Cross-individual generalizability of machine learning models for ball speed prediction in baseball pitching
For sports scientists and practitioners, this work highlights the critical gap in cross-individual model performance, but the findings are incremental as they confirm known limitations of ML generalizability in a specific domain.
This study evaluated cross-individual generalizability of ML models for predicting ball speed in baseball pitching, finding that predictive performance dropped from R²=0.91 (within-individual) to R²=0.38 (cross-individual), with overestimation for intermediate pitchers and best generalizability from trunk and pivot leg features.
Although machine learning (ML)-based performance outcome prediction is an important topic in contemporary sports science, one important issue is the limited understanding of the cross-individual generalizability of ML models in sports contexts. To address this issue, this study aimed to evaluate the cross-individual generalizability of ML models for predicting ball speed in baseball pitching.
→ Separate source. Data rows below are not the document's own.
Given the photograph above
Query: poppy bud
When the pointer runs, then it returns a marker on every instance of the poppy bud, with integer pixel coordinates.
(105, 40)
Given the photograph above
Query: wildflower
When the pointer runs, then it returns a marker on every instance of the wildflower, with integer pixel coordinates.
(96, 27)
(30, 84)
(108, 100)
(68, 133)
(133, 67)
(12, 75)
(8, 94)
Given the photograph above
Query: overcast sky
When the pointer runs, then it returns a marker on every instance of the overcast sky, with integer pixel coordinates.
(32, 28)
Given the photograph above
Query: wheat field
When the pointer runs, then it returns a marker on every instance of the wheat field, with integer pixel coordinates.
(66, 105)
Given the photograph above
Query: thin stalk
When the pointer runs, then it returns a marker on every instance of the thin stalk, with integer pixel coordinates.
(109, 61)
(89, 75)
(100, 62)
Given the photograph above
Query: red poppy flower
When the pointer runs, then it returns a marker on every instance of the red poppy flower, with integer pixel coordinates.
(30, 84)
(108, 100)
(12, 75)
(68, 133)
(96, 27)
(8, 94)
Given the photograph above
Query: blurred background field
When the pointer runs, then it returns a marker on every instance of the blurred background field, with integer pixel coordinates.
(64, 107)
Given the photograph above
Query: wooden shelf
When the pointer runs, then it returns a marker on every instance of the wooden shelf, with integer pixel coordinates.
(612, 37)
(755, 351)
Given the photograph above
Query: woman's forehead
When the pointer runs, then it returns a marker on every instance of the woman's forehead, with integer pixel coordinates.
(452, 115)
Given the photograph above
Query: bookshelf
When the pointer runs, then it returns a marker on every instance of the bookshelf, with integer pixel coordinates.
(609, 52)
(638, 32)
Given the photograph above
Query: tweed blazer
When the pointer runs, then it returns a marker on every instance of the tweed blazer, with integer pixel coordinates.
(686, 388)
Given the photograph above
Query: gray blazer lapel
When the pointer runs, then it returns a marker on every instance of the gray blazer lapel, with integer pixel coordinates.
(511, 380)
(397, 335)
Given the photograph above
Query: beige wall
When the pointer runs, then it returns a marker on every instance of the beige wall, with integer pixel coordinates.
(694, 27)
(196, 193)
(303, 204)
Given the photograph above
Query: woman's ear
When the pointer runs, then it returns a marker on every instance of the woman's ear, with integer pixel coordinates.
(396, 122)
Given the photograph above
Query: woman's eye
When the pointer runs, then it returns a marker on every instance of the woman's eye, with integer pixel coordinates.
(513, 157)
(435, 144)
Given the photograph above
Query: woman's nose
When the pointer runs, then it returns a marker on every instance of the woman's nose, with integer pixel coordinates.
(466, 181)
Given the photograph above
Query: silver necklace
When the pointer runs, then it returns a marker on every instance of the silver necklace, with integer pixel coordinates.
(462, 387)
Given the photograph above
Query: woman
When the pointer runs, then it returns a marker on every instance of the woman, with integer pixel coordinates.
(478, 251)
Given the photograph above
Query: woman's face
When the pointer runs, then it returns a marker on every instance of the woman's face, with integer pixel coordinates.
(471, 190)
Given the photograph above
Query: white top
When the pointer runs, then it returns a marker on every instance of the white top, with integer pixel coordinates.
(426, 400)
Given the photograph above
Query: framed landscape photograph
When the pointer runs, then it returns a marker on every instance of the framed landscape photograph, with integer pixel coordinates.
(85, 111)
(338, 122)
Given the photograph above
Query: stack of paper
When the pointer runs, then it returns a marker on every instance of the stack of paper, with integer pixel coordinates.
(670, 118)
A dataset comprising 50 pitchers from various competitive levels was analyzed. Cross-individual generalizability was assessed using leave-one-subject-out cross-validation. Specifically, the effects of expertise level and restrictions on spatiotemporal motion information were examined to identify factors influencing model generalizability. The results revealed that, under cross-individual evaluation, (1) predictive performance was markedly lower than under within-individual evaluation, with R-squared value decreasing from 0.91 to 0.38; (2) the model tended to overestimate the performance of Intermediate pitchers relative to Expert pitchers, with a significant group difference in signed prediction error (p < .05); and (3) the trunk and pivot leg demonstrated relatively high generalization performance, with the pivot leg showing notable generalizability even during the weight-shift initiation phase (R-squared value > 0.25). These findings underscore the importance of cross-individual evaluation in enhancing the practical applicability of ML in sports settings and contribute to a deeper understanding of the biomechanical factors underlying the target movement.